Number Four: think about yourself and your senior leaders and those (including Trustees) with key responsibility for the decisions you all have to take. It is a stressful time for you and your staff, supporters and users need you to be strong and make the right decisions. It is as big a responsibility as you will ever face. Don’t be afraid to ask for help and advice. Make sure you have someone you can talk to freely about everything you are facing, including your own fears. Perhaps you have colleagues or a trustee or a peer in another organisation that can fulfill this role? Perhaps you should consider working with a coach or mentor – an independent confidant who can help you think through your personal and organisational goals, dilemmas, decisions and development. Coaching and mentoring can be done by video so there is nothing to prevent you taking this opportunity. The time needn’t be great and will be very worthwhile.

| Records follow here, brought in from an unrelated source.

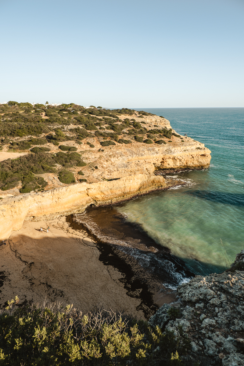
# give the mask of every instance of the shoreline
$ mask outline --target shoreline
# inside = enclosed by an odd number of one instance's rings
[[[93,209],[112,208],[110,205]],[[101,306],[145,319],[163,304],[175,300],[175,291],[164,288],[157,276],[140,266],[129,253],[101,240],[95,243],[84,228],[71,226],[70,219],[70,216],[26,219],[19,231],[12,232],[7,244],[0,247],[1,307],[17,294],[22,305],[57,301],[74,303],[84,312]],[[47,225],[50,228],[48,234],[45,232]],[[153,253],[151,244],[147,246]],[[143,246],[145,249],[145,242]],[[153,246],[158,250],[155,243]],[[91,255],[88,254],[91,251]]]

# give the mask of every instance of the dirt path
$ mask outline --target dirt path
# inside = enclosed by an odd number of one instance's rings
[[[14,159],[18,156],[25,155],[27,153],[8,153],[6,151],[0,151],[0,161],[3,161],[7,159]]]

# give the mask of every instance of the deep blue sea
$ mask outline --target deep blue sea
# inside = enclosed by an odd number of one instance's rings
[[[186,186],[116,209],[196,274],[222,271],[244,246],[244,108],[135,109],[168,119],[177,132],[204,143],[212,159],[207,169],[169,174]]]

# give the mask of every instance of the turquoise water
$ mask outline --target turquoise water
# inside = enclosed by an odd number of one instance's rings
[[[187,185],[117,209],[196,274],[222,271],[244,246],[244,108],[137,109],[163,116],[178,133],[205,144],[210,166],[170,174]]]

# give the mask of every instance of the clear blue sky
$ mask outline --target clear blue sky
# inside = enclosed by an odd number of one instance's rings
[[[0,102],[244,107],[244,0],[0,0]]]

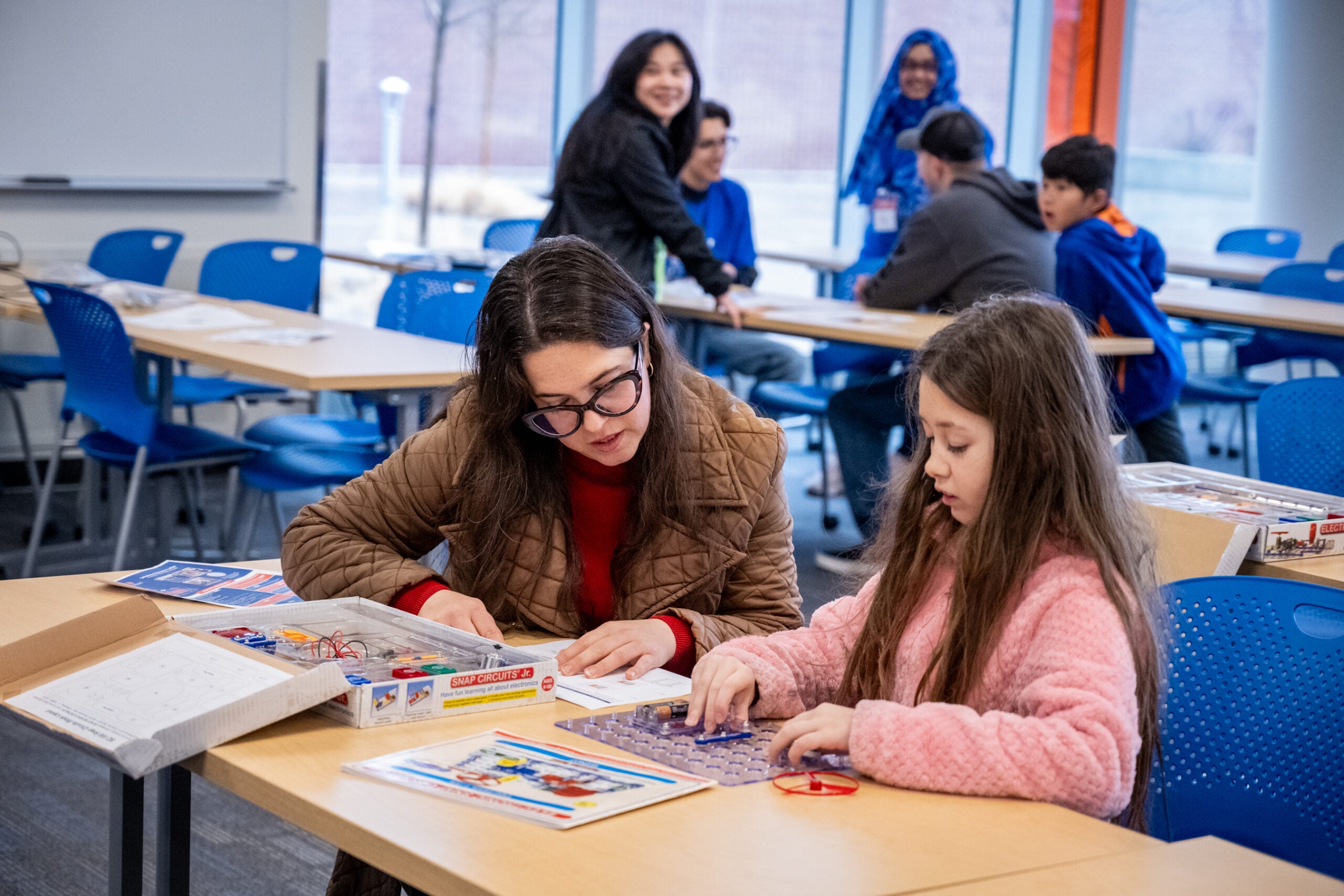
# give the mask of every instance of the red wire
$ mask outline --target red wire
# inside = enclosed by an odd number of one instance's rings
[[[827,778],[841,778],[848,783],[827,780]],[[802,779],[806,779],[806,783],[800,787],[790,787],[780,783],[785,779],[798,779],[800,785],[804,783]],[[781,793],[797,794],[801,797],[848,797],[859,790],[857,780],[849,775],[843,775],[839,771],[785,771],[771,778],[770,783],[773,783]]]

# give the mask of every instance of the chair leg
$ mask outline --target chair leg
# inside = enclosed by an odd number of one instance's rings
[[[1249,404],[1250,402],[1242,402],[1242,476],[1246,478],[1251,476],[1251,430],[1246,423]]]
[[[238,407],[238,423],[234,426],[234,438],[241,439],[243,437],[243,424],[247,423],[247,402],[243,400],[242,395],[235,395],[234,406]]]
[[[827,418],[817,418],[817,445],[821,454],[821,528],[829,532],[840,525],[839,517],[831,513],[831,463],[827,458]]]
[[[117,547],[112,552],[113,571],[121,570],[126,559],[126,545],[130,541],[130,525],[136,521],[136,500],[140,497],[140,486],[145,481],[145,463],[149,459],[149,449],[144,445],[136,450],[136,462],[130,466],[126,477],[126,506],[121,509],[121,528],[117,531]]]
[[[228,477],[224,480],[224,510],[219,520],[219,549],[228,556],[233,548],[234,516],[238,513],[238,465],[228,467]]]
[[[13,408],[13,422],[19,427],[19,446],[23,449],[23,463],[28,467],[28,482],[32,485],[32,490],[36,492],[42,488],[42,481],[38,477],[38,462],[32,457],[32,445],[28,442],[28,426],[23,419],[23,408],[19,404],[19,396],[15,395],[13,390],[3,390],[5,398],[9,399],[9,407]]]
[[[62,420],[60,438],[51,451],[51,461],[47,465],[47,478],[42,481],[42,490],[38,493],[38,509],[32,514],[32,535],[28,536],[28,552],[23,557],[23,571],[20,579],[32,578],[32,568],[38,564],[38,548],[42,547],[42,531],[47,527],[47,510],[51,508],[51,492],[56,488],[56,472],[60,469],[60,451],[66,447],[66,435],[70,433],[70,420]]]
[[[204,560],[206,552],[200,547],[200,523],[196,520],[196,497],[192,493],[191,477],[187,470],[177,470],[177,489],[181,500],[187,505],[187,529],[191,532],[191,549],[196,553],[196,560]]]
[[[286,520],[285,514],[280,512],[280,493],[278,492],[271,492],[270,493],[270,512],[276,514],[276,540],[277,541],[284,541],[285,540],[285,529],[289,528],[289,520]]]
[[[261,502],[265,500],[266,496],[261,492],[249,490],[243,493],[243,504],[247,506],[247,513],[243,517],[243,528],[238,533],[239,544],[238,552],[234,553],[235,560],[251,559],[251,536],[257,531],[257,516],[261,513]]]

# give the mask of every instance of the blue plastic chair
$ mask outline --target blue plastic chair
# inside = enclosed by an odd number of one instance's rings
[[[118,230],[94,243],[89,267],[113,279],[163,286],[180,246],[176,230]]]
[[[1288,380],[1265,390],[1255,438],[1259,478],[1344,494],[1344,377]]]
[[[481,238],[481,247],[500,253],[520,253],[536,239],[538,218],[505,218],[491,222]]]
[[[249,494],[253,497],[242,514],[242,541],[235,559],[249,559],[257,516],[263,502],[270,504],[277,537],[284,537],[289,523],[280,510],[280,492],[344,485],[386,459],[386,451],[312,445],[285,445],[253,455],[242,466],[243,485],[251,489]]]
[[[28,482],[35,490],[40,484],[38,462],[32,455],[32,443],[28,441],[28,424],[23,416],[19,392],[30,383],[63,380],[65,377],[66,371],[60,365],[59,355],[0,355],[0,392],[4,392],[9,400],[15,429],[19,433],[19,447],[23,450],[23,463],[28,470]]]
[[[882,376],[891,369],[890,349],[852,343],[825,343],[812,352],[812,379],[814,383],[757,383],[749,400],[766,414],[781,416],[805,414],[817,427],[817,438],[809,441],[808,450],[821,455],[821,525],[831,531],[840,525],[831,513],[831,469],[827,462],[827,404],[837,390],[825,386],[828,376],[845,372],[851,376]]]
[[[476,316],[489,285],[489,274],[478,270],[398,274],[378,306],[378,326],[474,345]]]
[[[121,513],[112,568],[122,568],[141,484],[146,477],[160,473],[177,474],[199,559],[198,501],[185,472],[238,463],[253,453],[253,447],[210,430],[160,420],[157,408],[141,402],[136,394],[130,339],[108,302],[56,283],[30,282],[28,286],[56,337],[66,368],[66,395],[60,408],[60,438],[51,454],[38,497],[23,576],[31,576],[36,564],[60,454],[66,447],[73,447],[66,437],[75,414],[83,414],[101,427],[78,441],[85,457],[128,470],[126,504]]]
[[[491,277],[477,270],[398,274],[383,293],[378,326],[464,345],[476,344],[476,316]],[[362,402],[356,400],[356,406]],[[378,407],[378,423],[359,418],[286,414],[270,416],[245,434],[266,445],[372,446],[396,431],[395,408]]]
[[[198,292],[306,312],[321,282],[323,250],[309,243],[245,240],[210,250]]]
[[[1261,282],[1262,293],[1344,302],[1344,269],[1328,262],[1297,262],[1275,267]]]
[[[1153,833],[1344,877],[1344,591],[1215,576],[1165,588]]]
[[[1336,269],[1344,267],[1344,243],[1331,250],[1331,257],[1325,259],[1325,263]]]
[[[1285,227],[1246,227],[1230,230],[1218,238],[1214,251],[1246,253],[1266,258],[1297,258],[1302,235]]]

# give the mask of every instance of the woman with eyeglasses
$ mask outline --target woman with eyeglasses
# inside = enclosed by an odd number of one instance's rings
[[[633,278],[543,239],[491,283],[445,415],[304,508],[285,579],[501,637],[578,638],[562,674],[689,674],[802,623],[778,424],[695,372]],[[419,564],[438,543],[444,576]]]
[[[741,326],[742,312],[728,294],[732,277],[691,220],[677,187],[699,133],[700,73],[691,48],[671,31],[636,35],[564,138],[551,211],[536,235],[583,236],[649,289],[659,236]]]
[[[966,109],[960,97],[957,58],[943,36],[929,28],[907,34],[872,103],[849,180],[840,193],[841,199],[855,193],[859,204],[870,208],[860,259],[890,255],[900,227],[929,201],[929,191],[915,171],[915,154],[896,149],[896,134],[917,126],[934,106]],[[981,129],[988,161],[995,141],[984,122]]]

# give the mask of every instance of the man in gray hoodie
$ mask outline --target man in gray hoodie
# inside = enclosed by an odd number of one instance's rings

Number Five: think of the future. Try not to be completely absorbed in the immediate challenges, great as they may be. The decisions you make now will have effects in the long term and they need to be right for that too. The current crisis will be over at some point and your work will still be very much, or even more, needed. How can you ensure you are in the strongest position to face that future? During the 2008/9 financial crisis some charities chose to downsize, including reducing their fundraising investment to try and keep available funds focused on their work. Others, including mine, did the opposite. We maintained and even increased our fundraising investment and accepted a slightly lower return on investment in order to ensure we could maintain our income and put ourselves in the strongest position as the crisis ended. We managed to maintain our growth throughout the crisis and its aftermath. What you decide must be right for your own circumstances – do you have reserves to carry you through, will your supporters stand by you through tough times, as ours did, can you shift from face to face and events fundraising to email and online? These and many other questions will determine your best strategy to get through the crisis. But you need to be thinking strategically and medium term as well as focusing on the immediate day to day challenges.
I hope these thoughts are helpful. If I or others can help, let me know.
Action Planning (https://actionplanning.co.uk/) has a number of Associates who can help with coaching and mentoring, as well as fundraising and other support.
Look after yourselves, each other, your users and those around you. We’ll get through this! And charities of all kinds will be a vital part of the response – you are needed, and you are important.